February 15, 2014
Most of us are pretty worn out from one of the coldest and snowiest winters. In fact, this winter is on a path that could well make it the coldest winter on record. Being house bound one tends to dream of warm weather with nature in full bloom.
Longing for warmer weather I recalled one of my favorite memories of Mother Nature - returning to Illinois 40 years ago and witnessing the abundance of monarch butterflies. Sadly, that experience is becoming more remote as the population of monarch butterflies has been drastically reduced over the years.
Another lost experience is seeing honey run down the bark of the catalpa tree next to my house from the bee hive high in the tree. Those bees are long gone. There is much evidence that the bee die off is due to chemicals used on our crops. Researchers are working on that issue but don't expect the cessation of chemical use.
We do know, however, why there is a reduction of monarch butterflies and that is the loss of a plant from which they receive nourishment, namely the lowly milkweed, which has been chemically and physically eliminated from the countryside. Monarch caterpillars rely almost entirely on the milkweed to receive their nourishment. However, due to herbicide use, the mowing of roadsides and the loss of pasture land in the Midwest, its population has diminished considerably.
One of my saddest experiences of living in the Minonk area is to see the loss of habitat for wildlife. When I was young, the countryside had hedge rows lining every field, clover fields for hay, pasture land for cattle, fence rows, orchards and gardens. Almost all of that is gone now, including the habitat for milkweeds to grow - the result of converting to chemical farming on a big scale which resulted in the loss of that habitat.
I am not naive enough to think farmers will start planting trees again around their fields, although I wish they would as it would increase wildlife cover, absorb carbon dioxide from the environment, help prevent soil erosion and generally enable Central Illinois to recapture some of its former scenic beauty.

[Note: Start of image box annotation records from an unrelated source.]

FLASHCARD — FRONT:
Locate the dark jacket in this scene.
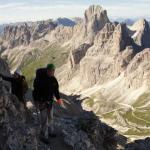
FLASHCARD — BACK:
[33,68,60,102]
[0,74,28,102]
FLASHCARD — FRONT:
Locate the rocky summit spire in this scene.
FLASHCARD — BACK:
[131,19,150,49]
[84,5,109,42]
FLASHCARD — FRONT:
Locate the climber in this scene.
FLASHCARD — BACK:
[33,64,63,144]
[0,69,28,107]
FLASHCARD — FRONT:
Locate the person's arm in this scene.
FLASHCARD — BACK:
[54,79,60,100]
[54,78,63,105]
[0,74,14,82]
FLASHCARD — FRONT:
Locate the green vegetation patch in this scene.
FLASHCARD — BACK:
[133,93,150,107]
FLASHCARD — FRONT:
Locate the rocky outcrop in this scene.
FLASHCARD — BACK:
[85,5,109,42]
[1,20,56,49]
[69,43,91,68]
[125,138,150,150]
[130,19,150,49]
[3,24,31,48]
[31,21,57,41]
[56,112,117,150]
[125,48,150,89]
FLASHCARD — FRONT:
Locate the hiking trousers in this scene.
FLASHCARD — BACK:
[40,106,54,138]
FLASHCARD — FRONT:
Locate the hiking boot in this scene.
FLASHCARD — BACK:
[40,134,50,144]
[40,137,50,144]
[48,133,57,138]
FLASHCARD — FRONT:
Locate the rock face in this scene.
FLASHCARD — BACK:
[128,19,150,49]
[0,60,124,150]
[4,24,31,48]
[2,21,56,49]
[85,5,109,42]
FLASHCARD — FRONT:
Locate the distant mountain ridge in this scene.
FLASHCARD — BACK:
[0,5,150,142]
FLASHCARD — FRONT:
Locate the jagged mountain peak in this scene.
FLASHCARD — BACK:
[130,18,149,30]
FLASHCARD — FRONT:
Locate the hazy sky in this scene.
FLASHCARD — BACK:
[0,0,150,24]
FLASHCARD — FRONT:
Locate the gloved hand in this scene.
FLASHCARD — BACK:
[57,99,63,105]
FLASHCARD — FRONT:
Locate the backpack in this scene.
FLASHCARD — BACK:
[32,68,46,101]
[21,76,28,94]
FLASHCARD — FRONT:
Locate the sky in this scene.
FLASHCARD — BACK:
[0,0,150,24]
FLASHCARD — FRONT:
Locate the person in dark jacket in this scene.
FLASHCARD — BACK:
[33,64,62,143]
[0,69,28,106]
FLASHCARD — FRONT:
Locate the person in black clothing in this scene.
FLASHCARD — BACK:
[0,69,28,106]
[33,64,62,143]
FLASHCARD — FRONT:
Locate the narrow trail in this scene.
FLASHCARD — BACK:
[26,91,81,150]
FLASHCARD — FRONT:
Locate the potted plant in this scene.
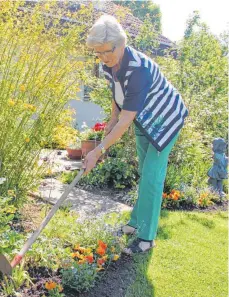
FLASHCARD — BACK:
[81,123,106,156]
[66,137,82,160]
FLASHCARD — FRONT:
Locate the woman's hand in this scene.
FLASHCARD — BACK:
[82,150,100,174]
[104,119,118,136]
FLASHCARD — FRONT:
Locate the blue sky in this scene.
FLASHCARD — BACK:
[153,0,229,41]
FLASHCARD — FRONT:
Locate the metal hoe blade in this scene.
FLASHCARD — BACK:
[0,255,12,275]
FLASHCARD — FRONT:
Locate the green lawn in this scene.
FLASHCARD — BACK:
[125,211,228,297]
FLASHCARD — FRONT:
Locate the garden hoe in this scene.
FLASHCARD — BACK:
[0,168,85,275]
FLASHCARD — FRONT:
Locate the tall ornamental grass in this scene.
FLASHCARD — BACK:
[0,1,91,195]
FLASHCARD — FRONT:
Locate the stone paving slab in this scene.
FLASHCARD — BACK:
[39,149,82,173]
[32,178,132,217]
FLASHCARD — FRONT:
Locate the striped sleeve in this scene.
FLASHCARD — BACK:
[122,67,152,112]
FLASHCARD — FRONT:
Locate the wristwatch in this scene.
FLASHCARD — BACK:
[98,143,106,155]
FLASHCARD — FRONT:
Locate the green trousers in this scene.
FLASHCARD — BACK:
[128,126,178,240]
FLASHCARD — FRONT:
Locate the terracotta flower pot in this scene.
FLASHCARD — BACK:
[66,148,82,160]
[81,140,101,156]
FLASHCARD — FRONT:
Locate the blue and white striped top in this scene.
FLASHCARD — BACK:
[103,46,188,152]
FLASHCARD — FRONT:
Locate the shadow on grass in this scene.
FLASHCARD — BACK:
[187,213,216,229]
[76,252,154,297]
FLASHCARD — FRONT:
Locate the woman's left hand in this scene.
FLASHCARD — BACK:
[82,150,99,174]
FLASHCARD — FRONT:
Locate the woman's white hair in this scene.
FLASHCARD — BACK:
[87,15,127,47]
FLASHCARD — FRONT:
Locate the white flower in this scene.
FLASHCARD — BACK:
[0,177,6,185]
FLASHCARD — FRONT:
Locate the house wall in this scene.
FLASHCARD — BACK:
[66,86,105,130]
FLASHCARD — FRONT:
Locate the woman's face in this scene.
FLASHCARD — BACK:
[94,43,125,67]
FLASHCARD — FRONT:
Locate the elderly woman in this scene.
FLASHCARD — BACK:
[83,15,188,254]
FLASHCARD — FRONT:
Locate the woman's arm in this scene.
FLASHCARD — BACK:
[83,110,137,174]
[104,100,120,136]
[95,110,137,158]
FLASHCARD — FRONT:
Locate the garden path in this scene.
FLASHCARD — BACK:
[31,150,131,218]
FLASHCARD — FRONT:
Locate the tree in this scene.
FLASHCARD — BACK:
[114,0,161,33]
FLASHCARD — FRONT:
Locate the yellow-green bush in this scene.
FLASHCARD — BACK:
[0,1,91,198]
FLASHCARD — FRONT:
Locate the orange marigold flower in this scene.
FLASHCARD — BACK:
[98,240,107,250]
[85,254,94,263]
[111,246,115,253]
[45,282,57,290]
[102,255,108,261]
[78,259,86,264]
[20,85,25,92]
[71,253,77,258]
[96,247,106,256]
[96,265,105,272]
[74,244,80,251]
[84,248,92,254]
[8,99,16,106]
[113,255,119,261]
[173,194,179,200]
[78,247,86,253]
[200,193,209,199]
[97,258,105,265]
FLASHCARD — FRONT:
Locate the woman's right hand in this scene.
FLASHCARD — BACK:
[104,119,118,136]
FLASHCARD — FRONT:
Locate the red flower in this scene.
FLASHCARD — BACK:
[85,255,94,263]
[97,258,105,265]
[96,246,106,256]
[98,240,107,250]
[92,123,106,131]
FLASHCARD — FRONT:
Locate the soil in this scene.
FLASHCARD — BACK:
[12,255,136,297]
[0,188,228,297]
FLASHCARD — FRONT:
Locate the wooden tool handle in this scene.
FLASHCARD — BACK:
[11,168,85,267]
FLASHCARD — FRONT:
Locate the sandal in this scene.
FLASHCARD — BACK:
[121,224,137,235]
[123,238,156,255]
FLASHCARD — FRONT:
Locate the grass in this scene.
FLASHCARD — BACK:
[125,211,228,297]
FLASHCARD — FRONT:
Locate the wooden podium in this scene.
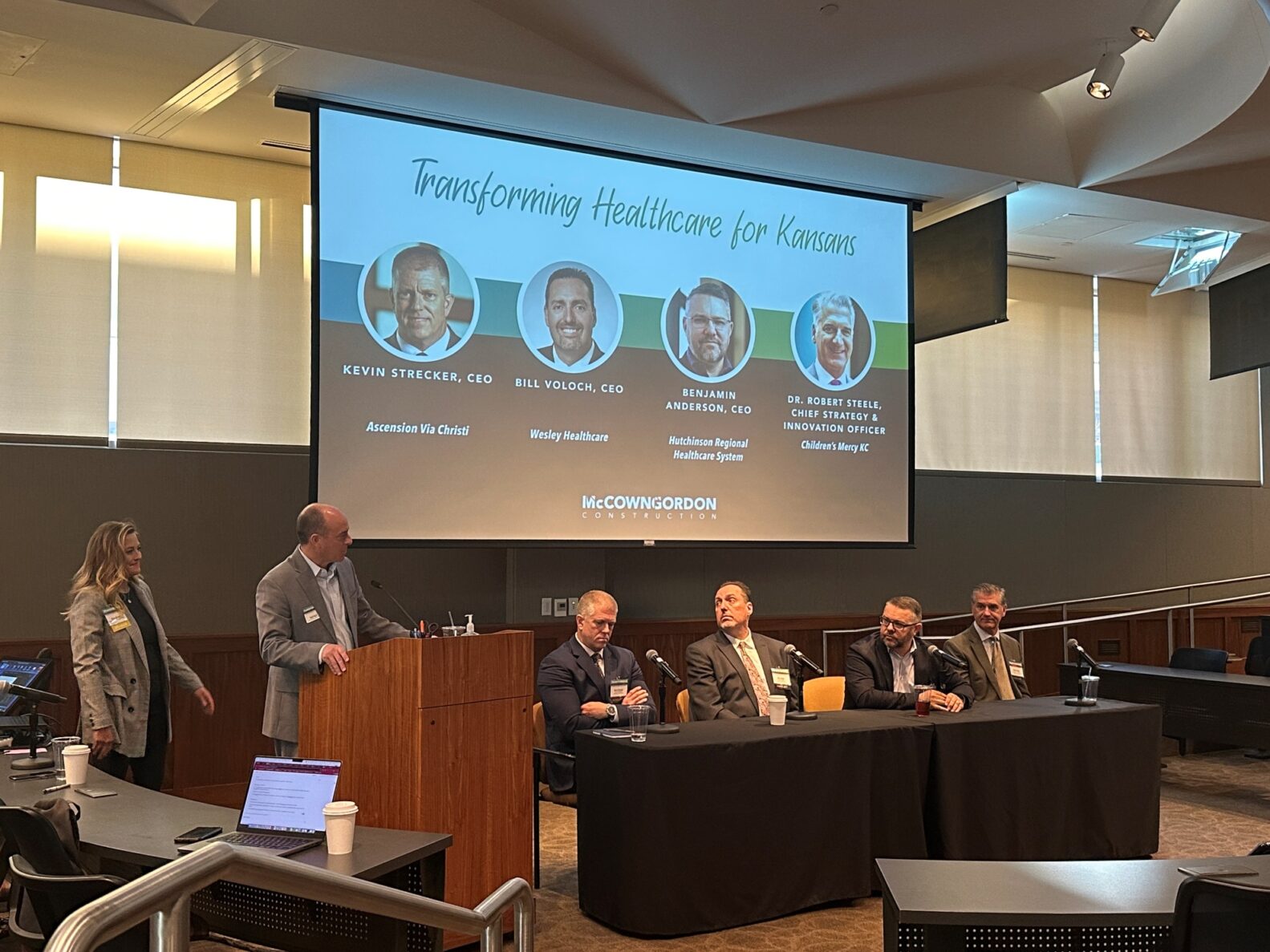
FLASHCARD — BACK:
[300,631,534,924]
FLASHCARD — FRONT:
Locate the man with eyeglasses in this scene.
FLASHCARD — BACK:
[684,281,734,377]
[843,595,974,712]
[538,589,656,793]
[943,581,1031,701]
[684,581,797,721]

However, there is one thing farmers can do which will increase the monarch population and that is to stop mowing the road sides. By not mowing the road sides, not only can milkweeds grow again, it also will enable pheasants and other nesting birds a safe harbor for hatching their young. In addition, an enormous amount of energy and money can be saved. This also applies to our state roads. Instead of having state workers mow along the road, have them plant bee friendly wildflowers and milkweed along the roads. Some states are already doing that. To learn more on what is being done to save the monarch butterfly, click on this link.
As I approach the twilight years of my life, I am becoming more concerned about what my generation is leaving behind . To me life is about enjoying the beauty Mother Nature has to offer. We have an obligation to make sure future generations can enjoy the wonders of Mother Nature which our older generation has experienced but which we are gradually losing because we are not good stewards of the land.
How many things can you think of that by not doing something you are helping Mother Nature? Well, by not mowing the road sides, farmers and state workers will not only save time and money, they will help save the monarch butterfly, provide wildlife cover and restore the beauty of prairie grass, prairie flowers and yes, the milkweed, to the country side again.